Dentists have been hit hard financially during this COVID-19 crisis, but there are programs available and practices should review the application process as soon as possible.
It seems as if there are changes occurring every day with government clarification and revisions to the PPP (Paycheck Protection Program) and the EIDL ( Economic Injury Disaster Loan and Disaster Grants ) facilities. These provisions fall under the CARES (Coronavirus Aid, Relief, and Economic Security) Act.
The essence of these relief items is that the government seems to want to assist those who are suffering financially with their businesses during the coronavirus pandemic. There are new programs that work with banks and the Small Business Administration (SBA) that may be part of a loan forgiveness package based on criteria that must be met. Banks like to work with borrowers who use SBA loans since the bank receives a guarantee of a percentage of the money lent.
The PPP works with an advance or loan of up to 2.5 times the amount of payroll in a business with the potential for forgiveness if a certain percentage is used exclusively for payroll rather than other expenses. The exclusions from the definition of payroll are important for qualification of the funds and the forgiveness data. Importantly, employment taxes such as FICA, Federal employment taxes and state employment taxes are excluded from the definition of payroll. The payment of the employment taxes can be deferred over three years. Also, individual employee payroll above $100,000 is excluded.

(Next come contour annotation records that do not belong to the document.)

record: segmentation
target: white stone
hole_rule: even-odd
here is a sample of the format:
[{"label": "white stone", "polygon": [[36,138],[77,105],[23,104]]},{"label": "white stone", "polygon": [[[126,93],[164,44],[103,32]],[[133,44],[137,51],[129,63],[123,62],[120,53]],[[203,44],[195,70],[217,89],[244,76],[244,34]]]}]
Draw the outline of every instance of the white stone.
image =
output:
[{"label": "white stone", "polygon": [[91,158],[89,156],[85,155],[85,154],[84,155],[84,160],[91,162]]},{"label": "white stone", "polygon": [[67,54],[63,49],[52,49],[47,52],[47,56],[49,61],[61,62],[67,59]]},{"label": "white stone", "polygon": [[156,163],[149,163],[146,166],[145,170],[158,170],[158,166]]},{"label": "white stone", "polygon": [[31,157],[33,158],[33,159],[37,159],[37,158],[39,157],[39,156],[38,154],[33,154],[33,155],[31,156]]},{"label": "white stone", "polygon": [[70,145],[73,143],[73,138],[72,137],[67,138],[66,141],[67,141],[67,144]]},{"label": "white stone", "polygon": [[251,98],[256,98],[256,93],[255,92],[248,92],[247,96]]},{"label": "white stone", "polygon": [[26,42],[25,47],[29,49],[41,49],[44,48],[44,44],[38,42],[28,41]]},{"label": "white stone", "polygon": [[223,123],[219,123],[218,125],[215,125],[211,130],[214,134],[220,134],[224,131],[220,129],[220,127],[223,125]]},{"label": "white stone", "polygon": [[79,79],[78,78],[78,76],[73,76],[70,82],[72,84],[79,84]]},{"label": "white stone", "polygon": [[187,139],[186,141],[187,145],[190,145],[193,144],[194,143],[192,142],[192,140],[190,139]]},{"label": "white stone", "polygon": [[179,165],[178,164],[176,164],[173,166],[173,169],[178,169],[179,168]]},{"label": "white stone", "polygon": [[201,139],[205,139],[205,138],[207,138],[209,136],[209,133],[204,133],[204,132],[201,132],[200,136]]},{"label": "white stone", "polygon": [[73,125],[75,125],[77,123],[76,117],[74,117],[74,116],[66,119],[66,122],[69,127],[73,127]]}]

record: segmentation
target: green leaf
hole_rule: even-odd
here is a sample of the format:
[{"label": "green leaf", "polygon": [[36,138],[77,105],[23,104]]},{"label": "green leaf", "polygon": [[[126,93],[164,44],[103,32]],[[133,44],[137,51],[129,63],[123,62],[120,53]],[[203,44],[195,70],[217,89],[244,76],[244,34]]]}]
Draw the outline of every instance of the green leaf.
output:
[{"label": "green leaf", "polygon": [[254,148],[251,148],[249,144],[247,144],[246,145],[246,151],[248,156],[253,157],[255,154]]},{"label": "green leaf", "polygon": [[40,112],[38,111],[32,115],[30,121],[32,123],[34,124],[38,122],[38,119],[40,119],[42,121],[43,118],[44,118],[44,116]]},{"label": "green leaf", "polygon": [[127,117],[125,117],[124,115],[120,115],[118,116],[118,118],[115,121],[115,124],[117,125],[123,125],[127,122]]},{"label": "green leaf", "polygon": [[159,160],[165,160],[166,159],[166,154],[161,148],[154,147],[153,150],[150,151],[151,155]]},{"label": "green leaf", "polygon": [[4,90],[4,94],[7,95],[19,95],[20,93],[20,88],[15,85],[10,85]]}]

A dental CPA or other financial advisor should be involved in discussions with the dentist to review the guidelines and ramifications for the release of these funds to him or her. Dentists have been hurt badly on a financial basis because of the conditions occurring with this COVID-19 crisis. These programs are available to dental practices and should be reviewed for the application process as soon as possible. It may be surprising to learn that a new possibility is the ability to receive a $10,000 grant (no repayment) almost immediately.
Loans and other advances
There are always certain conditions to be met to comply with these low interest and loan forgiveness programs. Some pertain to the maximum number of employees allowed by the business. Almost all dental practices would be included since the number of employees on the payroll of a business that is excluded is much larger than almost any dental practices pay. It is possible that some of the largest dental service organizations (DSOs) may not be part of the program based on the amount of people they employ.
This program is almost a self-audit or honor system where the application is sent and money should arrive. Testing for accuracy and comes later. The net worth of the business entity and net income levels are also considerations to be addressed and the financial advisor for the dentist is best to consult for assistance. CARES, PPP and EIDL dollar amounts are supposed to be used for small businesses. With most dental practices currently forced to handle only emergency cases during this pandemic, the financial hardships have been severe in many cases. It’s the right time for the dentist to use these programs to his or her own advantage.
Other important parts of the programs to be considered by the dentist
There are so many pieces to the programs that involve the ability of the dentist to join and reap the rewards of the application process and the use of each part to be considered. Retirement plan deferrals of required minimum distribution amounts are now part of the program. This is of utmost importance considering how the stock market has decreased so rapidly since the pandemic arose. For most retirement plans, the required minimum distribution is the amount at December 31 of the preceding year so that the required minimum distribution would be at a much higher amount.
A “qualified individual” can withdraw $100,000 as long as his or her vested interest from a defined contribution plan or an IRA is at that level. The usual 10% penalty is waived. There is still an income tax due on this amount but it can be paid over three years. The availability of the $50,000 loan has been increased to $100,000. There must be a loan provision in the retirement plan and the individual must have a vested interest of at least $100,000 to do so.
Defined benefit plans will have different rules. One change is that minimum funding requirements for 2020 have been extended to January 1, 2021.
For all retirement plan questions, a qualified actuary or dental CPA with retirement plan experience should be consulted.
The ability to use net operating loss carrybacks, long a favorite of those whose income fluctuated greatly, is now available to assist those who have a net operating business loss. These can now be carried back two years. This may happen to the dentist based on his or her ability to use borrowed funds to continue paying bills, thus creating the loss. Certain regulations apply so the advisors to the dentist should be consulted about this.
These new programs are available and dentists qualify. It is important to start working on the application process as soon as possible. Employing an astute advisor for assistance will pay huge dividends. Don’t be afraid to spend some money on the advisor to make sure that the application is completed and the loan process is begun. It’s key to look into all available opportunities during these difficult times to assist your practices now and to help prepare for what we all hope to be a brighter future.